Testing drugs on animals is also a tricky topic I must admit. If we do believe in inteligence based hierarchy that means that sacrifice of mice should allow humans to live longer. I do believe in layers and humans are indeed smarter [some humans unfortunately have inteligence of monkey :( or worse] but in general they are just more clever. So I personally support testing drugs on mice as long as it cannot be tested in any other way and is necessary to find a cure for a serious or not so serious sickness. That is just my opinion.
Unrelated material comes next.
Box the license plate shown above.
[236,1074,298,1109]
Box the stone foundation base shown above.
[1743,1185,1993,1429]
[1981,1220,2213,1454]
Perhaps one of the most interesting comments I have ever heard from one person is that it might perhaps be better to let them live and kill them so at least they can enjoy life a little bit. I must admit that this statement has really caused me to scratch my head. It is a very strong argument, the only problem is that you are the one that kills, so an animal has no choice but to be slaughtered. We are all gonna die anyway. This brings up an interesting topic and extremely controversial as well, whether in future we might need to have obligatory euthanasia for retired people as they keep living longer and longer. So you are 80 and you go to some clinic... Gosh.... I am scared but that only shows how difficult ethical problems are to solve and that right or wrong as a concept is changing over time.